I POR-15'ed the impeller on the machine I'm rebuilding, applied it with a brush, and it looks absolutely awful. It didn't seem to level at all, there are tons of brush marks. It's probably okay functionally (in terms of rust protection), but I was pretty disappointed with its appearance.


----------



## ctdave (Sep 11, 2015)

ELaw said:


> I'm curious... how did you apply the POR-15?
> 
> I POR-15'ed the impeller on the machine I'm rebuilding, applied it with a brush, and it looks absolutely awful. It didn't seem to level at all, there are tons of brush marks. It's probably okay functionally (in terms of rust protection), but I was pretty disappointed with its appearance.
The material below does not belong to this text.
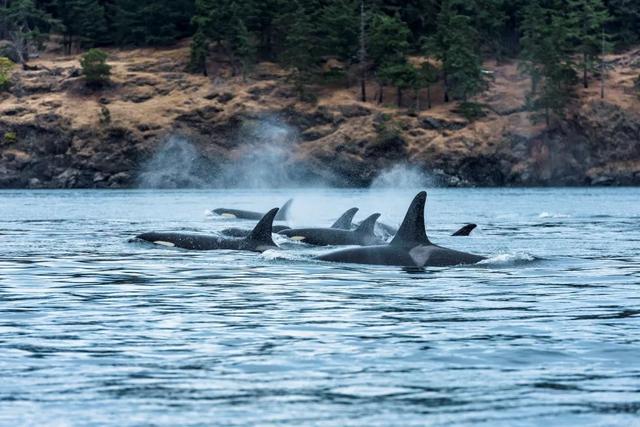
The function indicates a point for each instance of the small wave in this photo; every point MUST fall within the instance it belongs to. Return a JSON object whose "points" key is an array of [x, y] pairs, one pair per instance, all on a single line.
{"points": [[509, 259], [276, 255], [553, 215]]}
I sprayed it. however even that was difficult, even after thinning 20% the recommended max, with their own solvent for thinning. it either did not spray at all or when I increased the flow to max it sprayed, but sagged. I tried to brush the sags right after spraying, but that was impossible as it was so thick and drying fast. (imho its because it was to old. it only has a 2 year shelf life) when I do my other blower next summer I will order from them directly and not get it at the local paint shop, and hopefully with better results. I ended up sanding after each coat to get it smooth, even with the engine enamel. this is something that should not have to be done and required much more work than it should have been. again I think it was older than it should have been, and if this was not the case it sucks for applying. I may even try the competition for that product to avoid the hassle. it was not a good experience.


----------